If House Bill 1586, authored by state Rep. Lacey Hull, R-Houston, is approved by both chambers of the Legislature, the state’s current exemption form would be downloadable as a pdf, bypassing the need to contact the Texas Department of State Health Services directly and having a form sent to an applicant’s home address.

“This bill is about government efficiency,” Hull said on Monday when she laid out the details before the committee. Several health professionals testified against the bill, citing the state’s current measles outbreak in West Texas as evidence that falling vaccination rates put the entire state at greater risk for infections and disease.

Data shows a consistent rise in interest in obtaining exemptions to vaccines since 2003, when then-state Sen. Craig Estes offered a measure that allowed Texans to claim a conscientious exemption in addition to established exemptions based on medical and religious reasons.

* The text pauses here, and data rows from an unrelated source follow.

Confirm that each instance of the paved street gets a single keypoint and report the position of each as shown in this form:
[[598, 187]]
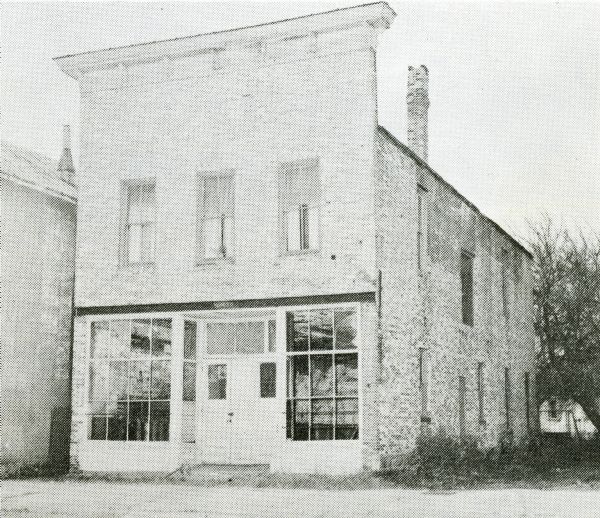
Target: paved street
[[103, 499]]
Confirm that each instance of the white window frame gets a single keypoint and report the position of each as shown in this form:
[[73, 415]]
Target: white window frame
[[308, 212], [359, 396], [172, 358], [227, 255], [126, 187]]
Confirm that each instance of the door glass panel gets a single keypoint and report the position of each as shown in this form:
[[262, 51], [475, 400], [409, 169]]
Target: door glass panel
[[161, 337], [301, 415], [139, 380], [217, 381], [321, 330], [189, 381], [97, 421], [321, 375], [117, 380], [159, 421], [98, 379], [120, 338], [267, 380], [297, 331], [117, 421], [346, 426], [160, 385], [138, 421], [189, 340], [272, 335], [298, 384], [346, 372], [345, 329], [140, 337], [100, 340], [322, 420]]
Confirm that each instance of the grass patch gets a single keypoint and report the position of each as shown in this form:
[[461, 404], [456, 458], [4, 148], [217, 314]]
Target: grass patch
[[443, 462]]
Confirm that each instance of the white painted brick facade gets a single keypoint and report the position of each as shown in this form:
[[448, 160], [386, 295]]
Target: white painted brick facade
[[250, 108]]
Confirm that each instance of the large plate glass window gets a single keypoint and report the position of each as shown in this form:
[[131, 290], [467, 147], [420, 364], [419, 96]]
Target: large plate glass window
[[322, 375], [130, 380]]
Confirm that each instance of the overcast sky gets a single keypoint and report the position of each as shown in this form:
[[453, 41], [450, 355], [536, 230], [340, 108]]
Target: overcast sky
[[514, 121]]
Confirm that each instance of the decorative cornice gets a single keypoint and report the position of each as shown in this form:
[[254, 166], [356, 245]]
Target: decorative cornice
[[378, 16]]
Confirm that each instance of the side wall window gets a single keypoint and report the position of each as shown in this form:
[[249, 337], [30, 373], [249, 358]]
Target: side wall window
[[300, 195], [505, 271], [480, 392], [507, 397], [466, 283], [424, 383], [216, 216], [421, 227]]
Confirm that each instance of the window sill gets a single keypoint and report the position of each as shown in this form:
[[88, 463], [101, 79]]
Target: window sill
[[215, 261], [137, 266], [300, 253]]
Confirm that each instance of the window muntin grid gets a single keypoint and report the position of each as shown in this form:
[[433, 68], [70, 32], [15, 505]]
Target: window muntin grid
[[130, 380], [322, 375]]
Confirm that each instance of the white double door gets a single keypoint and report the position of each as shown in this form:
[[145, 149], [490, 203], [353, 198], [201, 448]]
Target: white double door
[[236, 424]]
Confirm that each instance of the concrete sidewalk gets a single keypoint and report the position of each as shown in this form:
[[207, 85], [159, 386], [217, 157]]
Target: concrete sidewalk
[[103, 499]]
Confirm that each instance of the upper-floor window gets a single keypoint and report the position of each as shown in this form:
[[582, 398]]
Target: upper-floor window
[[216, 222], [140, 222], [466, 283], [300, 199]]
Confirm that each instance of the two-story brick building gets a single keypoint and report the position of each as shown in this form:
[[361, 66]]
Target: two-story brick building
[[265, 275]]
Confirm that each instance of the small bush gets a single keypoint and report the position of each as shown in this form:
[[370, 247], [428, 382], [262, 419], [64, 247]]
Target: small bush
[[441, 461]]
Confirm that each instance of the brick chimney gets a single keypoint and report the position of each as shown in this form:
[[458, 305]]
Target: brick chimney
[[417, 101], [65, 165]]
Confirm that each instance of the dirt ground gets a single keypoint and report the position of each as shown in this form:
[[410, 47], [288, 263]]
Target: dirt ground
[[76, 498]]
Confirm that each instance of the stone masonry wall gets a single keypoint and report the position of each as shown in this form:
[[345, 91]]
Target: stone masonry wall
[[38, 252], [425, 310]]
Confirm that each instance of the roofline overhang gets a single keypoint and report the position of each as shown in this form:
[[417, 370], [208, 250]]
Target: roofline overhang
[[410, 153], [379, 15]]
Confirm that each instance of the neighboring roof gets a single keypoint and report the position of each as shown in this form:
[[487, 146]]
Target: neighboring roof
[[409, 152], [377, 14], [35, 171]]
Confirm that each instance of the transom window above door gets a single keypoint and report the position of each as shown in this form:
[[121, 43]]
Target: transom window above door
[[238, 337], [216, 216]]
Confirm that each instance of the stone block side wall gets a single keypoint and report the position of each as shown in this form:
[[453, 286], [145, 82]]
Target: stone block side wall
[[369, 358], [38, 253], [424, 310], [78, 393], [170, 120], [401, 329]]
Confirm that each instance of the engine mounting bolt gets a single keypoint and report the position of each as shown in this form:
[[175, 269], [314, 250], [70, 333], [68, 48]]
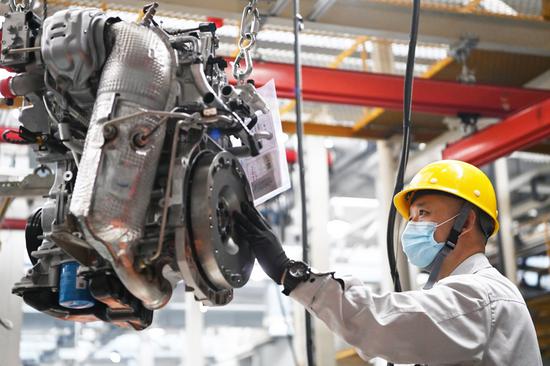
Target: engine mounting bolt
[[109, 132], [140, 140]]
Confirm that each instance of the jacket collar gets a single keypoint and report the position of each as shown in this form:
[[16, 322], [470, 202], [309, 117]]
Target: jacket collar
[[472, 265]]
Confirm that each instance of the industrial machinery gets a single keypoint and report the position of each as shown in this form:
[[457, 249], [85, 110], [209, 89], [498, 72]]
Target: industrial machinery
[[142, 135]]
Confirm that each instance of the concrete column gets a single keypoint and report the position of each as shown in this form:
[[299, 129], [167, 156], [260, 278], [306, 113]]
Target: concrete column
[[384, 192], [502, 181], [12, 252], [194, 327], [317, 180]]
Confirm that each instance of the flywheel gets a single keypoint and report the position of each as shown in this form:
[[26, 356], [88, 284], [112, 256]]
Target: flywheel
[[218, 187]]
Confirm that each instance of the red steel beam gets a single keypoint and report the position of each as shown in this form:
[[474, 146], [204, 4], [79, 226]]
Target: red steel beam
[[386, 91], [519, 131]]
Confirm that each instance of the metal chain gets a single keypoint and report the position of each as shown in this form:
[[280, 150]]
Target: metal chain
[[250, 24], [21, 6]]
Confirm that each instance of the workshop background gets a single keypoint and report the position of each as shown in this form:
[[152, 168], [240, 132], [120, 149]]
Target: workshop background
[[468, 52]]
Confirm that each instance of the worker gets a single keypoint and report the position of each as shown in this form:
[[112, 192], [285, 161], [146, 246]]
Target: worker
[[467, 314]]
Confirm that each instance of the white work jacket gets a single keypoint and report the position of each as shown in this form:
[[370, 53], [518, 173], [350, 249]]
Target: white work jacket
[[475, 316]]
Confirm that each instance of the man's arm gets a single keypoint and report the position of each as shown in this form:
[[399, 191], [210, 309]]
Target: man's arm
[[447, 324]]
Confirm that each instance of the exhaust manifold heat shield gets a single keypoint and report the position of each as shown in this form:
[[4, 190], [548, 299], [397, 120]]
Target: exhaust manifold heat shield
[[116, 176]]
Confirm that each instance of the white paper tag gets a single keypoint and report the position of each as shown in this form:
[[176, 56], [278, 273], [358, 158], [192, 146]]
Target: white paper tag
[[268, 172]]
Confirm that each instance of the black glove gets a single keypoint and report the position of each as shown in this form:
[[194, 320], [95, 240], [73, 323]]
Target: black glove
[[252, 228]]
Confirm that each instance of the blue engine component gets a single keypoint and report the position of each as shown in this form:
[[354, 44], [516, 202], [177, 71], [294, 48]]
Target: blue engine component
[[73, 290]]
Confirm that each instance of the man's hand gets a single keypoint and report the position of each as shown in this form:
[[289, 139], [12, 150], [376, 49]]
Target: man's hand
[[251, 227]]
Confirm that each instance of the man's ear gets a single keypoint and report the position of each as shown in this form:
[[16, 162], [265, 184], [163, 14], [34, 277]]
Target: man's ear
[[470, 223]]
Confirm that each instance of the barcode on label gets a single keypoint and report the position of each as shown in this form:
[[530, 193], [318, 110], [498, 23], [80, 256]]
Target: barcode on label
[[80, 283]]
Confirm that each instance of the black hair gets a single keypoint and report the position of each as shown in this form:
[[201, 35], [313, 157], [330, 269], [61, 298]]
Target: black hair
[[484, 222]]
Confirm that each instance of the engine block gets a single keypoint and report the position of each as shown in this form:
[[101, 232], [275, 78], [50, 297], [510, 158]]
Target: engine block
[[134, 121]]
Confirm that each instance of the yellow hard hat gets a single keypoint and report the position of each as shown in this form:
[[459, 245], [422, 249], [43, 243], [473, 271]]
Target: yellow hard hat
[[454, 177]]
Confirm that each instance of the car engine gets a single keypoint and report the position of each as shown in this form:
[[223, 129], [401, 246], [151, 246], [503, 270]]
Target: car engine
[[141, 134]]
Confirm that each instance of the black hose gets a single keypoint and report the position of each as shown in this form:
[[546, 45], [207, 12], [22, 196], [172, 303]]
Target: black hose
[[407, 108]]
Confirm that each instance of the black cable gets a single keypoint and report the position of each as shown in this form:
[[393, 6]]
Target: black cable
[[407, 108], [299, 136]]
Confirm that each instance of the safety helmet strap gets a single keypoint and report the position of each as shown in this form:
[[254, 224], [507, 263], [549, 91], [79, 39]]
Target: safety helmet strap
[[450, 244]]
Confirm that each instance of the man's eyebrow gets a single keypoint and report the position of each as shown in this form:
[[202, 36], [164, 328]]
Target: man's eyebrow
[[420, 203]]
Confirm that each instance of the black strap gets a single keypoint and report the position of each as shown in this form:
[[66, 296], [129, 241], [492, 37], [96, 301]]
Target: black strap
[[450, 244]]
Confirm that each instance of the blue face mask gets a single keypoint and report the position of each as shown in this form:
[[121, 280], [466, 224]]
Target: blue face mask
[[419, 243]]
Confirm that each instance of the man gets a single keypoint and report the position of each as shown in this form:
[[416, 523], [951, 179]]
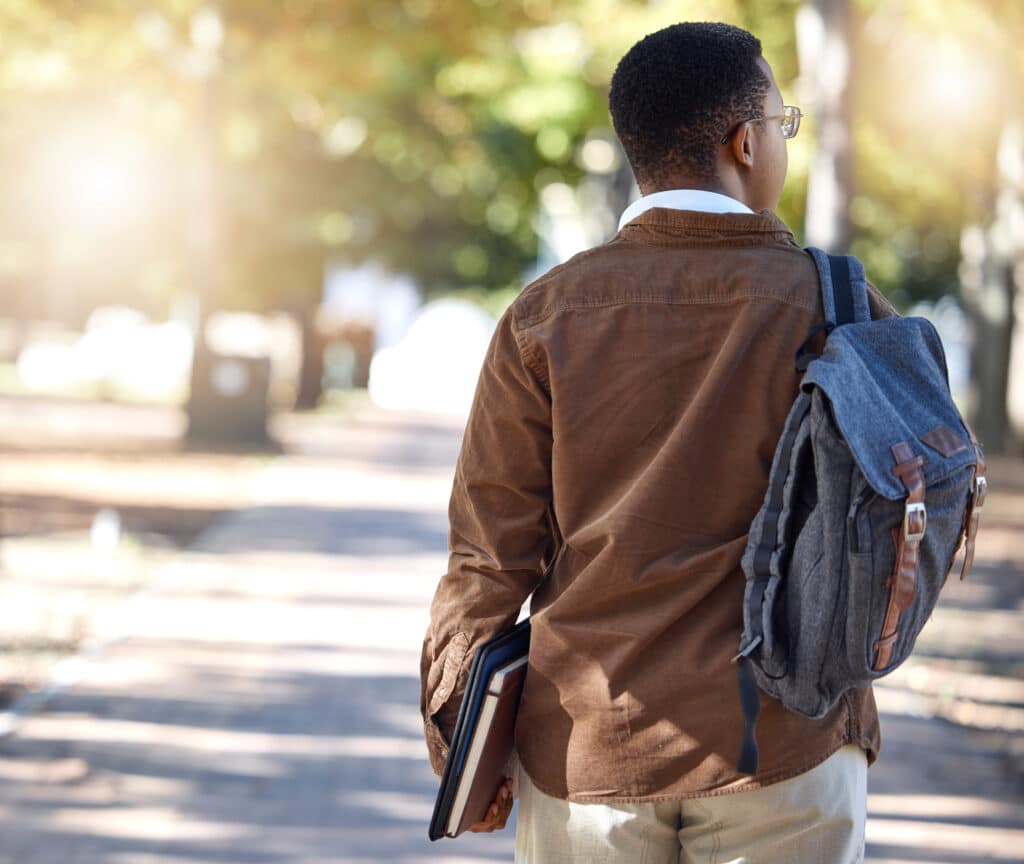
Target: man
[[617, 448]]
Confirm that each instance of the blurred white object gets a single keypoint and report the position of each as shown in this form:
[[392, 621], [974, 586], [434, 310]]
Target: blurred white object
[[120, 347], [435, 366], [105, 531]]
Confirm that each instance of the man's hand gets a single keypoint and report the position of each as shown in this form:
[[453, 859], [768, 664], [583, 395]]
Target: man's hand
[[499, 811]]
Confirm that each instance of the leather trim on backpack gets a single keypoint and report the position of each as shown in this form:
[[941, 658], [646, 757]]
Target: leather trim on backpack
[[972, 518], [903, 582]]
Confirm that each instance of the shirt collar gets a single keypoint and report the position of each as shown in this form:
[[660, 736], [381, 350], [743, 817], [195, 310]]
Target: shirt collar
[[684, 200]]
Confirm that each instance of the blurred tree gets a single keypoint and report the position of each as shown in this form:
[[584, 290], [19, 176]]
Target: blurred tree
[[421, 133]]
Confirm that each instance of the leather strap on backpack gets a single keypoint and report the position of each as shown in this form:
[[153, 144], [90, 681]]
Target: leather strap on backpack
[[903, 582], [972, 518]]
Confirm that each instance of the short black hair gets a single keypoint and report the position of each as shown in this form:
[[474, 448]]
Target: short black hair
[[679, 90]]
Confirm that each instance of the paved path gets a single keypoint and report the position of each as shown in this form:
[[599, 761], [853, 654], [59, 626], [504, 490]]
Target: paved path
[[259, 702]]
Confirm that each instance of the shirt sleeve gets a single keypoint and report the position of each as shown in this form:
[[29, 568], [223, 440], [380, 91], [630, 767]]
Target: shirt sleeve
[[499, 528]]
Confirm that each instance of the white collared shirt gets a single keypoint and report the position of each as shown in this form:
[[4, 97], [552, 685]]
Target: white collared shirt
[[684, 200]]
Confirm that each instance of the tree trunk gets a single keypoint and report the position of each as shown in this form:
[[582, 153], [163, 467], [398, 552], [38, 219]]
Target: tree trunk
[[990, 273], [825, 59], [310, 388]]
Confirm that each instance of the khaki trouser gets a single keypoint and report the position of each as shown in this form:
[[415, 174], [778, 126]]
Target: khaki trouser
[[814, 818]]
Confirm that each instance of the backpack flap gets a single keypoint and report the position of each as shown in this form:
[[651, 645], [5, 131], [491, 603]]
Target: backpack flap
[[886, 382]]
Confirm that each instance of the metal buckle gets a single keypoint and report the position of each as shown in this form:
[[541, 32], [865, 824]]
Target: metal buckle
[[980, 490], [915, 507]]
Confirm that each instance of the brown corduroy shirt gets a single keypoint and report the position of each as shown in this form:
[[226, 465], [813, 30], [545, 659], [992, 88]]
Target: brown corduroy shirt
[[617, 448]]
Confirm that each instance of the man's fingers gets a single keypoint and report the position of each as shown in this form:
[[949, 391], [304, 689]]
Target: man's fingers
[[498, 813]]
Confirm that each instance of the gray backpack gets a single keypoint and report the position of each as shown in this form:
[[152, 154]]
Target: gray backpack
[[875, 484]]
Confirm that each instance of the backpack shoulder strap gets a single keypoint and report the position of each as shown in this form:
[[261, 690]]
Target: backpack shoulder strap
[[844, 288]]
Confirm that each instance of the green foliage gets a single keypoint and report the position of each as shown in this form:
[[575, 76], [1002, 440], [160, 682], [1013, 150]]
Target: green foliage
[[415, 133]]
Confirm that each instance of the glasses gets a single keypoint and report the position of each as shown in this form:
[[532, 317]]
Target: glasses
[[790, 122]]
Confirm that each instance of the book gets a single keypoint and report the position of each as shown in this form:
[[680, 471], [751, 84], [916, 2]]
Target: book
[[484, 733]]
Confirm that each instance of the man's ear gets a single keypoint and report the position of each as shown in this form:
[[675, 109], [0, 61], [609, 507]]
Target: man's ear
[[742, 145]]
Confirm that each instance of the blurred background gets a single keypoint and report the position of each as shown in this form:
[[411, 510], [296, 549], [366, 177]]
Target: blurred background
[[251, 254]]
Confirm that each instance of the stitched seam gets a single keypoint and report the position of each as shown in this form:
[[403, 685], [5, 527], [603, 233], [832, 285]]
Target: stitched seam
[[625, 300], [530, 360]]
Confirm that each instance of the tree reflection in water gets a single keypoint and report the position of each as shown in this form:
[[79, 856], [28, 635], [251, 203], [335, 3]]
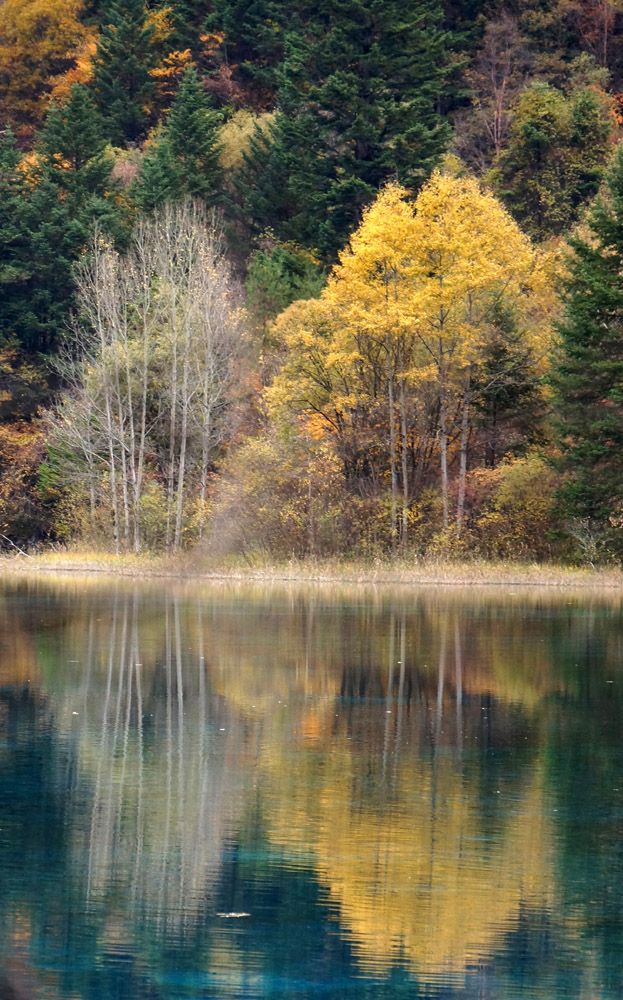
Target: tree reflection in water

Since 2018, the requests to the Texas state health agency for an exemption form have doubled from 45,900 to more than 93,000 in 2024. All requests for exemptions are granted.

“The passage of HB 1586 … marks a major milestone for Texans, signaling that more legislators have begun to recognize that vaccine choice rights are inherent and not given by the government,” said Rebecca Hardy, president of Texans for Vaccine Choice, which supported the bill.

Jackie Schlegel, executive director of Texans For Medical Freedom also praised the bill’s passage. “Texans are taking their freedom back from the government,” she said.

Vaccination proponents expressed frustration of the committee’s passage of the bill.

“Once again the legislature is ignoring the will of their constituents,” said Terri Burke, executive director of The Immunization Partnership, a nonprofit group that advocates for vaccination access and education. More people testified against this bill in committee than testified for it and 72 percent of the written comments opposed it. So who are these people representing?”